Complete Genome Sequences of Arthrobacter Phages Beans, Franzy, Jordan, Piccoletto, Shade, and Timinator.

We report here the genome sequences of six newly isolated bacteriophages infecting Arthrobacter sp. ATCC 21022. All six have myoviral morphologies and have double-stranded DNA genomes with circularly permuted ends. The six phages are closely related with average nucleotide identities of 73.4 to 93.0% across genomes lengths of 49,797 to 51,347 bp.

GENOME ANNOUNCEMENT

Here, we report complete genome sequences of six bacteriophages infecting Arthrobacter sp. ATCC 21022 (1), isolated as part of the Science Education Alliance-Phage Hunters Advancing Genomics and Evolutionary Science (SEA-PHAGES) program (2). Many Arthrobacter spp. are soil bacteria and can break down complex hydrocarbons, which can be useful in bioremediation (3–5). Phages Beans, Franzy, Jordan, Piccoletto, Shade, and Timinator were obtained from soil samples collected from River Falls, WI; Pittsburgh, PA; Radnor, PA; Cloudcroft, NM; King of Prussia, PA; and Frisco, TX, respectively. All were isolated by enrichment cultures and appear to be lytic phages, forming small, clear plaques. By electron microscopy analysis, all belong to the Myoviridae family, with contractile tails approximately 100 nm long and isometric heads approximately 50 nm in diameter.

The genomes were sequenced using the Illumina shotgun sequencing method at either the University of Pittsburgh or at North Carolina State University Genomic Sciences Laboratory. The sequences were assembled using Newbler, generating single major contigs with coverage from 117-fold to 3,520-fold. The observed genome sizes range from 49,797 bp (Beans) to 51,347 (Jordan), with G+C contents ranging from 60.9% (Timinator) to 63.6% (Beans and Piccoletto). All of the phages have circularly permuted ends, and coordinate position one was assigned to the first nucleotide of the predicted gene immediately upstream of the terminase large subunit gene, which is a strong candidate for encoding a terminase small subunit containing a helix-turn-helix DNA binding domain.
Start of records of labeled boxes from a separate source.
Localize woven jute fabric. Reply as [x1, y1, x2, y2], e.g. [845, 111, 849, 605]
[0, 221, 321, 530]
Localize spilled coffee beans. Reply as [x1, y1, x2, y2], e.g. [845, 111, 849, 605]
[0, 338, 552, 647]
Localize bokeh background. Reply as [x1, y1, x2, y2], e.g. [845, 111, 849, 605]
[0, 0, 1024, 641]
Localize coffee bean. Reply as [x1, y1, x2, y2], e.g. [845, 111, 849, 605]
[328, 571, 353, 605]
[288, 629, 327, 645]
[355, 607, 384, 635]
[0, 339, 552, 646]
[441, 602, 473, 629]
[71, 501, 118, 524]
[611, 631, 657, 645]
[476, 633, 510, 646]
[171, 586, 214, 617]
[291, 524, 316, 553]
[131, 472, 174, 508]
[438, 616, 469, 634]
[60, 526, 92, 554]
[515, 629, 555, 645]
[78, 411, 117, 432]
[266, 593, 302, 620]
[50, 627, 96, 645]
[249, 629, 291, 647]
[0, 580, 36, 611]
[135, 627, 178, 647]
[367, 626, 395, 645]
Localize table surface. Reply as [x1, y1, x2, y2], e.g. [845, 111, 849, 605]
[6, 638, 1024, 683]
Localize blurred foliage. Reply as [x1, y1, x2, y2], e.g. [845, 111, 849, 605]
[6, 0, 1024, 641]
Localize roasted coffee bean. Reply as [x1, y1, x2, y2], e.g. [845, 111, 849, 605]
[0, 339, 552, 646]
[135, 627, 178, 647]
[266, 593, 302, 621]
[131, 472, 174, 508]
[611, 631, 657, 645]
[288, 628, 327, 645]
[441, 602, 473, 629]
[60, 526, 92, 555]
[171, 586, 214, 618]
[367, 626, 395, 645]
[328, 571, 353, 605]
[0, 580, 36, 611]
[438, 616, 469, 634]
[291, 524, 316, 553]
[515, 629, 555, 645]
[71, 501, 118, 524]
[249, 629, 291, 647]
Genomes were annotated using DNA Master (http://cobamide2.bio.pitt.edu), and coding sequences were predicted using GeneMark (6) and Glimmer (7); no tRNA genes were identified using Aragorn (8) and tRNAscan-SE (9). Functional assignments were made using BLASTp (10) and HHpred (11, 12) against the publicly available GenBank, Protein Data Bank, and Pfam databases. The genomes share significant nucleotide similarity, with average nucleotide identities of 73.4 to 93.0%, and all six phages are grouped into Cluster AO, along with the previously described phages BarretLemon, Brent, Jawnski, Martha, Sonny, and TaeYoung (13).

The genomes contain 73 to 79 protein-coding genes, of which approximately 30% have predicted functions. The virion structural genes are organized canonically, and include tail sheath and baseplate proteins as expected for myoviral phages. The genomes contain a single endolysin-coding gene with peptidase-, amidase-, and peptidoglycan-binding domains similar to mycobacteriophage lysin A proteins (14), but do not have lysin B genes. As predicted, no integrase, immunity repressors, or other genes associated with lysogeny were identified. All of the genomes code for recombination systems, including an exonuclease and a RecT-like recombinase, as well as RusA-like Holliday junction resolvases, that could be involved in concatemerization and genome circularization (15–18). Genes encoding AlpA-like DNA binding proteins, and DNA polymerase III beta subunits are also present.

Accession number(s).

Complete genome sequences are available in GenBank under the accession numbers MF324907 (Beans), MF377442 (Franzy), MF189176 (Jordan), MF189177 (Piccoletto), MF189178 (Shade), and MF377441 (Timinator).